Why Did Withdrawal From Afghanistan Go So Wrong?
The Independent|December 08, 2021
Usually a whistleblower tells the world something shocking that they didn’t know. Raphael Marshall, a former desk officer at the Foreign Office, is telling us about something which we already know is shocking – the “dysfunctional and chaotic” British and allied exit from Afghanistan in August. That is not to say it is lacking in impact; it adds much colour to an already damning outline of national shame.
Sean O'grady
Why Did Withdrawal From Afghanistan Go So Wrong?
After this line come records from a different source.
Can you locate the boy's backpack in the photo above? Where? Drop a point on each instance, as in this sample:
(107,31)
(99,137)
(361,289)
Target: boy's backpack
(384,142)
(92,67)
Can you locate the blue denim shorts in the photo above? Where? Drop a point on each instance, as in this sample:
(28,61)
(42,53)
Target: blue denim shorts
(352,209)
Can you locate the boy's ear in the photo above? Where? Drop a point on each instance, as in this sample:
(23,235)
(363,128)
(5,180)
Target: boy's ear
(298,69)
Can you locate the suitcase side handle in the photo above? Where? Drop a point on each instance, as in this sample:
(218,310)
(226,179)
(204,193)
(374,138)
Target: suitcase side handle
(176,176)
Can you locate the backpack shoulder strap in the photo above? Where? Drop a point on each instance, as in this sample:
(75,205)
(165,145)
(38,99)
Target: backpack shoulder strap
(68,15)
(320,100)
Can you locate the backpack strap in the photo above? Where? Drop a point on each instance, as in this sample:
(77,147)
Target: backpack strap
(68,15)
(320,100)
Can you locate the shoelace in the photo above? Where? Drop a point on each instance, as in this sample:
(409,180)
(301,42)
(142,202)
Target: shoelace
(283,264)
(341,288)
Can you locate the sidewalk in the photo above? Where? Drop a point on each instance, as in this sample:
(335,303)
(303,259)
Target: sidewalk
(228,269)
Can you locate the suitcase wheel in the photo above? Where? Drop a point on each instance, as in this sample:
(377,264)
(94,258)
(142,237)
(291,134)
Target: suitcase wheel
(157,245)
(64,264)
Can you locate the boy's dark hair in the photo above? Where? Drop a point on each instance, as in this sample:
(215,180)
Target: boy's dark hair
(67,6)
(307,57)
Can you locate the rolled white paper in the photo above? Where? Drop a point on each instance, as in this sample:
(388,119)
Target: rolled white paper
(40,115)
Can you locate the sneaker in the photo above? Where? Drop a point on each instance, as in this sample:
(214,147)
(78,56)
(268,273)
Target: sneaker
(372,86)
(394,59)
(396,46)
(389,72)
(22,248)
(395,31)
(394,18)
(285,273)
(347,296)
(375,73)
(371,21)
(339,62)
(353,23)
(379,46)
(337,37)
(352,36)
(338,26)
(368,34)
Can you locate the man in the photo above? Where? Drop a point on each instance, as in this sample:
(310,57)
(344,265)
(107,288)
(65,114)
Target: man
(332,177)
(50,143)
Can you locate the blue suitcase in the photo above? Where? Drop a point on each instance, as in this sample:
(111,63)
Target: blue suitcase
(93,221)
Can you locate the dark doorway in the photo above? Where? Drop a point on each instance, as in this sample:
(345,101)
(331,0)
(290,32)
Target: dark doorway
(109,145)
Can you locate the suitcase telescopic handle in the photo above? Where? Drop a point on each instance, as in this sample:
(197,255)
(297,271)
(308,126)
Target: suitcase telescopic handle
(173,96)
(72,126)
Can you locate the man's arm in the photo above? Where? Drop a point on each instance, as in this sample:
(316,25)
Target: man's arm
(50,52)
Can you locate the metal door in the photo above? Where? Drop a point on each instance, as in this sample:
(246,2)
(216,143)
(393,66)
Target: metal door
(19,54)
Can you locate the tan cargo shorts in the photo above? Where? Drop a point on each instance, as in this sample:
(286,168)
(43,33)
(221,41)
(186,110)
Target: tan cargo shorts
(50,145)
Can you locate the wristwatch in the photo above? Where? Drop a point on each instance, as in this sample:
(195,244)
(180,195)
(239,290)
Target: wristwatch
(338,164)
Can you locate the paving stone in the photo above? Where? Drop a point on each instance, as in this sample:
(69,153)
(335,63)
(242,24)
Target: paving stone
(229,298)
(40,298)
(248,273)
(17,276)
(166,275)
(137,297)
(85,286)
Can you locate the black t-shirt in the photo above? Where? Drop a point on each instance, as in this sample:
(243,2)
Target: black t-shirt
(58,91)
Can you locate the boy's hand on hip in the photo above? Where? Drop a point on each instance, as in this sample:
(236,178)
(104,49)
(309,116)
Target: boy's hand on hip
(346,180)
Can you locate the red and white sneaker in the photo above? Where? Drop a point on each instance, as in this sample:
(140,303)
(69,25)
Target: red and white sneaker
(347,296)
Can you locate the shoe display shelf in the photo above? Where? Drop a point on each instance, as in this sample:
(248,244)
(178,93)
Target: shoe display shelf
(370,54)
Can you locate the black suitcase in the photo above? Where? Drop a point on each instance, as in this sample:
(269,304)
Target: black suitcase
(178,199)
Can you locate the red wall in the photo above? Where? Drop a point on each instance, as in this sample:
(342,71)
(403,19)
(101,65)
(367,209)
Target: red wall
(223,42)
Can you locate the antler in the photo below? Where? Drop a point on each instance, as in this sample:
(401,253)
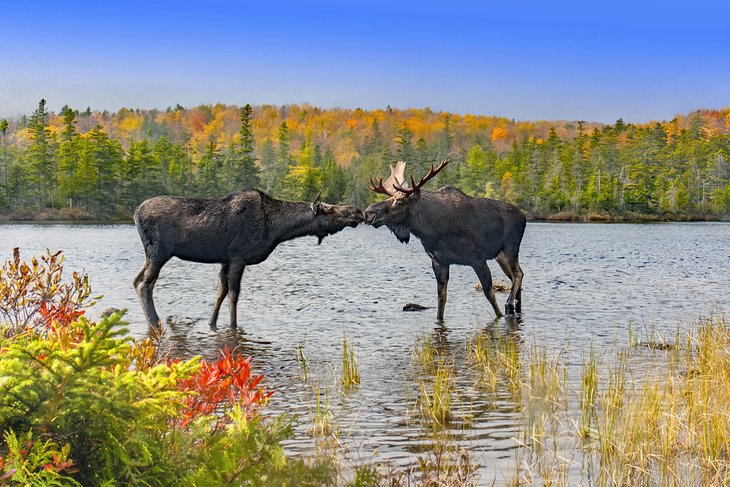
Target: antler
(379,188)
(415,187)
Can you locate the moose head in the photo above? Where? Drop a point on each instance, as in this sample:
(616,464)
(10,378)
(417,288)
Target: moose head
(396,211)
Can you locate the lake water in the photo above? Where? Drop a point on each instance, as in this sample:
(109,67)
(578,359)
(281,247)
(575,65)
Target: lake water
(584,284)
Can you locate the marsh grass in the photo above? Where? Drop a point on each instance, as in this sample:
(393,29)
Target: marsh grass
(663,425)
(350,374)
(302,363)
(496,359)
(323,419)
(436,395)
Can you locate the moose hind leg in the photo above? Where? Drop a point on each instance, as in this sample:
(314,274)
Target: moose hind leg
(234,288)
(222,293)
(485,277)
(442,283)
(144,284)
(511,267)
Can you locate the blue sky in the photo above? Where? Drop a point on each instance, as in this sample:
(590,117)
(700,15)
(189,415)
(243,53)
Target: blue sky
(594,61)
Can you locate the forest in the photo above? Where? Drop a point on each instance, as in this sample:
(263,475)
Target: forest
(100,165)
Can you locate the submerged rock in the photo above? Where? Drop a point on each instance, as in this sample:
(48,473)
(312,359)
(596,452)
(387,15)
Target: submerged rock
(414,307)
(499,286)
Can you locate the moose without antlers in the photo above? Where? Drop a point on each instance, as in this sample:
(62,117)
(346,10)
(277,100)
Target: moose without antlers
(238,230)
(454,229)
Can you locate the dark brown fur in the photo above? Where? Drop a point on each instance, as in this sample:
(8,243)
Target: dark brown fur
(238,230)
(457,229)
What Marshall has done is to explain, rather embarrassingly for the government, why it was that things went so wrong so rapidly. Before the written testimony Marshall submitted to the Commons Foreign Affairs Committee, there may have been a certain amount of allowance made for the pressures of the time, and in particular the rapid cascading collapse of the Afghan government and the remarkably unchallenged advance of the Taliban towards Kabul. The then foreign secretary, Dominic Raab, claimed that no one saw that coming – a claim disputed even then – but it now seems that that element of surprise was compounded by complacency, neglect and incompetence in the organisation of the UK retreat.

The result, as Marshall states with a force that brings one up short, was that only a few of the thousands of Afghans with a genuine claim for asylum and evacuation had their emails read, and: “It is clear that some of those left behind have since been murdered by the Taliban.” There is nothing that can now be done for them. The government is still struggling to establish an Afghan resettlement scheme.